FIG. 1 is a graph showing the relationship between P content and tensile strength and transition temperature. FIG. 2 is a graph showing an example of an appropriate range of Zr content determined from N and S contents in steel. The figure is a graph showing an appropriate range of Ti content determined by the C content in steel, and Fig. 4 shows that the C content in steel is 0.0025% and the N content is 0.00.
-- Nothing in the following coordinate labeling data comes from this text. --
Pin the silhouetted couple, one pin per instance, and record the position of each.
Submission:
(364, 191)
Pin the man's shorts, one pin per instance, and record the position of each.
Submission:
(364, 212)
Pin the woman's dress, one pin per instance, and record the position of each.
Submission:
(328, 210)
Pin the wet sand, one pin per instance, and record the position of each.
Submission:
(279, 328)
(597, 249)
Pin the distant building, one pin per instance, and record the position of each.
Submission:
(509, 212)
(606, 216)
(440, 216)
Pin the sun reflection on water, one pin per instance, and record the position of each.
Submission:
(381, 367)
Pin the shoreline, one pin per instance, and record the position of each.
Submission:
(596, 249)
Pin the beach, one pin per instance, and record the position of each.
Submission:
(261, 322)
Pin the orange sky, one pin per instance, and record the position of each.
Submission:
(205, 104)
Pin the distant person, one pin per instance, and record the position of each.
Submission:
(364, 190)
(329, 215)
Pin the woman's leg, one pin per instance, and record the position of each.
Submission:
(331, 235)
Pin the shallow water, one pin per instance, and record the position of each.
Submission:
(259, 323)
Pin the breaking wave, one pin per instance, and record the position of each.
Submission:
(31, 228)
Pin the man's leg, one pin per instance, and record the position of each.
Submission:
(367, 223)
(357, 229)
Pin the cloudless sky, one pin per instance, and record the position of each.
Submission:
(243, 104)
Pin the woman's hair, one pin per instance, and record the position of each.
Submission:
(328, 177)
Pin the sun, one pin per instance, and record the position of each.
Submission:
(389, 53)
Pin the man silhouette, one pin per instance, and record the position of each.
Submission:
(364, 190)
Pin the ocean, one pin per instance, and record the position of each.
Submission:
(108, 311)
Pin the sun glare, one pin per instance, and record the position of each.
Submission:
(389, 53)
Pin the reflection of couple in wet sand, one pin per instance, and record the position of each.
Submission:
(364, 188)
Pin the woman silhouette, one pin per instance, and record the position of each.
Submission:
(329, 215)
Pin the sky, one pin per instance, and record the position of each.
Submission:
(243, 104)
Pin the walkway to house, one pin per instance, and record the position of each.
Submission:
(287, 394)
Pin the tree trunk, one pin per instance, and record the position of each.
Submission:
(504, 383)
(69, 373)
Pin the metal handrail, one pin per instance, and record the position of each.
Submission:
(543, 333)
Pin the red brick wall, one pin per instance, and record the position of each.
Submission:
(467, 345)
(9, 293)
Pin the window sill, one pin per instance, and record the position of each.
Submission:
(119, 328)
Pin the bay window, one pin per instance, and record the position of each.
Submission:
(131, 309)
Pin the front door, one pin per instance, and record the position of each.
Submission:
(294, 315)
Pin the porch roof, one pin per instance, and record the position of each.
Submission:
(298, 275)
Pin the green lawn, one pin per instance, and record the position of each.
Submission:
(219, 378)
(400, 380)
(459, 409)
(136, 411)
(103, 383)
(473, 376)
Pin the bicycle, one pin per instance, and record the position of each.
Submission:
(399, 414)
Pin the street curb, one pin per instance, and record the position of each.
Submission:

It is a graph which shows the appropriate range of Zr content and Ti content when 20% and S content are 0.0040%.

Claims (2)

[Claims] [Claim 1] C: 0.0050% or less, Mn: 0.001 to 0.5%, S: 0.02% or less, N: 0.0070% or less, acid-soluble Al: 0.1% or less, and oxides included Except Zr: 0.005 ~
0.07%, Ti: 0.002-0.1%, balance Fe and unavoidable impurities, and 91 × (N / 14 + S / 32) −0.01 ≦ Zr ≦ 91 × (N / 14 + S / 32) +0.01 , 4 × C−0.005 ≦ Ti ≦ 4 × C + 0.08 Steel satisfying both formulas is soaked at a temperature of 1000 ° C. or higher,
Finishing temperature Hot rolling is performed at Ar ₃ transformation point or higher, then 720 ℃
Cold rolling for deep drawing characterized by winding at the following temperature, then cold rolling at a rolling reduction of 60 to 95%, further heating in a temperature range not lower than the recrystallization temperature and not higher than the Ac ₃ transformation point and continuously annealed. Steel plate manufacturing method. 2. By weight%, C: 0.0050% or less, Mn: 0.001 to 0.5%, P: 0.02% or more and 0.20% or less, S: 0.02% or less, N: 0.0070% or less, acid-soluble Al: 0.1% Below, and except those included as oxides, Zr: 0.005 ~
0.07%, Ti: 0.002 to 0.1%, balance Fe and unavoidable impurities, 91 × (N / 14 + S / 32) −0.01 ≦ Zr ≦ 91 × (N / 14 + S / 32) +0.01 , 4 × C−0.005 ≦ Ti ≦ 4 × C + 0.08 Steel satisfying both formulas is soaked at a temperature of 1000 ° C. or higher,
Finishing temperature Hot rolling is performed at Ar ₃ transformation point or higher, then 720 ℃
Cold rolling for deep drawing characterized by winding at the following temperature, then cold rolling at a rolling reduction of 60 to 95%, further heating in a temperature range not lower than the recrystallization temperature and not higher than the Ac ₃ transformation point and continuously annealed. Steel plate manufacturing method.